L’inflazione e l’inadeguatezza delle politiche economiche
FRENA L’ECONOMIA ITALIANA
Secondo l’ultimo rapporto di Bankitalia l’economia del nostro Paese è ferma. L’inflazione resta alta. Sebbene i costi per le aziende pare siano in discesa, i prezzi di beni e servizi continuano a salire.
Una spirale speculativa che indebolisce ulteriormente i salari degli italiani, ma contribuisce ad aumentare i patrimoni degli industriali.
La crescita economica, secondo il rapporto di Bankitalia, dopo il rimbalzo del primo trimestre si è interrotta, ed il PIL è rimasto pressoché invariato in primavera.
Nei prossimi mesi si spera che la crescita prevista dell’1,3% rimanga confermata, anche se è necessario che siano approvate misure antinflazionistiche per rafforzare i salari degli italiani.
L’INFLAZIONE
Il tasso d’inflazione, uno dei più alti in eurozona, si dovrebbe portare ad una media del 6%. Decisamente migliore dell’8,9% registrato a settembre 2022. Il problema è che la previsione di riduzione, comunque prevista nel 2024 (che dovrebbe portarsi attorno al 2%) determinata soprattutto dagli effetti diretti ed indiretti del calo dei prezzi delle materie prime energetiche, non si è ancora vista. A causa soprattutto delle imprese produttrici e di trasformazione che non hanno adeguato i prezzi dei loro prodotti al calo delle materie prime. I costi variabili, infatti, si stima che siano calati dell’1,6%, rispetto al trimestre precedente, a fronte però di un margine operativo lordo che è aumentato di circa 1,8 punti percentuali, recuperando i livelli del 2021.

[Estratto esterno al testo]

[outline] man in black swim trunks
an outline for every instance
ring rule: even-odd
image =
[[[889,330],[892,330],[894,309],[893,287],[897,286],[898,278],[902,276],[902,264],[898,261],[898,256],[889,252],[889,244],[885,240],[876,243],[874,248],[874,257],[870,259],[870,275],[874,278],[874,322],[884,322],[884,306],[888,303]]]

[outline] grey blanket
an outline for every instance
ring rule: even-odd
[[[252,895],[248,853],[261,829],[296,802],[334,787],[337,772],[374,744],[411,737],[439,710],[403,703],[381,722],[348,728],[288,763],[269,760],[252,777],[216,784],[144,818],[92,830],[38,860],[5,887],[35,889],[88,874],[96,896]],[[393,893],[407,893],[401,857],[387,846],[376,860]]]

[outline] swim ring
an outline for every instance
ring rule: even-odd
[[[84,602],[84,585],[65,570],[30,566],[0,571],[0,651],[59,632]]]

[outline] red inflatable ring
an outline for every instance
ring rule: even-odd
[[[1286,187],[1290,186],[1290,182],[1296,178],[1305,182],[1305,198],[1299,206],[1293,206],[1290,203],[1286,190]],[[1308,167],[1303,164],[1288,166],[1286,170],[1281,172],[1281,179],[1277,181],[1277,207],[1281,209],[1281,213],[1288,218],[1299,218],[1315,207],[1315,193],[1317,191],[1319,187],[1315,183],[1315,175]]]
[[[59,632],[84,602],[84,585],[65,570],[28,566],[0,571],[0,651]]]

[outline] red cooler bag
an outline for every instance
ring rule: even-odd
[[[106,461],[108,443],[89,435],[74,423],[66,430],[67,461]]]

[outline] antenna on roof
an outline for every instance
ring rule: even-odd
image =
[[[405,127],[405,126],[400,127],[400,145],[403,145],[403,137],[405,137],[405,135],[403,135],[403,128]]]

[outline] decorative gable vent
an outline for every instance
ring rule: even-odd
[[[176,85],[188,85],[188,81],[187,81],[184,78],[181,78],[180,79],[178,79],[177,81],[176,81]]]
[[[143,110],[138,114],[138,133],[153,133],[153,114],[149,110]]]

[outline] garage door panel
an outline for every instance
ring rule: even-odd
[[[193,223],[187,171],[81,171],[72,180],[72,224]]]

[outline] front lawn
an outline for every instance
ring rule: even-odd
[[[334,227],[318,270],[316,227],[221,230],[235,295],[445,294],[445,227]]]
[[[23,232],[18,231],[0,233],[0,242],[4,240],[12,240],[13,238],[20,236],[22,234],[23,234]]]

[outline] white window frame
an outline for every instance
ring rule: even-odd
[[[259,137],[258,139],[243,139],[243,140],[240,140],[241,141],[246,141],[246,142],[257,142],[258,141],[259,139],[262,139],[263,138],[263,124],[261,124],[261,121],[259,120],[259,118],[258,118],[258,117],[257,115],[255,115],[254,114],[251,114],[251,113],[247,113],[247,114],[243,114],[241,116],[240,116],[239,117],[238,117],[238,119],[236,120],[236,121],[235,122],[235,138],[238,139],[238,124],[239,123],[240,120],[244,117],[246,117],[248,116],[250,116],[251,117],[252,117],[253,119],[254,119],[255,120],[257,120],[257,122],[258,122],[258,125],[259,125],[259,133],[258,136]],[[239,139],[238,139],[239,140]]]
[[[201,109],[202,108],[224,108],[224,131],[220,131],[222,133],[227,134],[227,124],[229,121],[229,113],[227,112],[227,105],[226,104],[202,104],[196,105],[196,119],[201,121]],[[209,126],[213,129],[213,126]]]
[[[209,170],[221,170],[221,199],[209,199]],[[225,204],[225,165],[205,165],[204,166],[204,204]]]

Siamo di fronte ad un fenomeno inflazionistico che non si registrava da quarant’anni.
Un fenomeno, per quanto riguarda i Paesi dell’eurozona, non necessariamente legato all’aumento della domanda di beni e servizi, di keynesiana memoria, ma è molto più probabile, per non dire certo, che ci si trovi di fronte ad un’inflazione più legata al fronte dell’offerta, ma di stampo speculativo: aumentano i costi di produzione, ma al momento di una riduzione degli stessi, i prezzi al consumo non vengono conseguentemente adeguati.
LE POLITICHE ANTINFLAZIONISTICHE
Le banche centrali, che in genere rivestono un ruolo fondamentale nel porre un freno ai fenomeni inflazionistici, hanno reagito in ritardo ed in modo non efficace, per non dire inadeguato, valutando anche in modo errato il fenomeno stesso, confinandolo tra quelli definibili “passeggeri”.
La risposta è stata quella classica del rialzo dei tassi di interesse, che se trova una parziale efficacia nell’inflazione della domanda, la stessa cosa non si può dire per l’inflazione dell’offerta.
L’ortodossa “regola del pollice”, ovvero applicare politiche monetarie restrittive all’aumento dei prezzi, provocando così una diminuzione della domanda, non funziona.
Alle politiche finanziarie delle banche centrali, occorre affiancare delle politiche di regolamentazione dal lato dell’offerta, che sono le grandi assenti nel panorama politico attuale.
In un sistema liberista regolamentato dal meccanismo della domanda e dell’offerta, i prezzi dovrebbero calmierarsi con il sistema della concorrenza.
Oggi le cose non stanno funzionando così. Pare esistere una sorta di “potere di monopolio” o di “cartello” che impedisce il funzionamento del meccanismo.
Occorre rivedere i principi cardini che stanno alla base dell’economia e di quel delicato equilibrio tra domanda ed offerta, e quindi di spartizione del relativo valore aggiunto generato.
I puristi dell’economia sono più sul fronte dell’inflazione della domanda, e ritengono il rialzo dei tassi di interesse una panacea alla riduzione del tasso dell’inflazione, accompagnata da politiche di contrazione della spesa pubblica.
Il solito gioco al massacro. Per non disturbare le manovre speculative dei soliti noti, diventate ormai da troppo tempo l’unico punto di riferimento del “nuovo capitalismo”, si scaricano gli oneri del sistema economico su risparmiatori e consumatori. Che sono sempre gli stessi.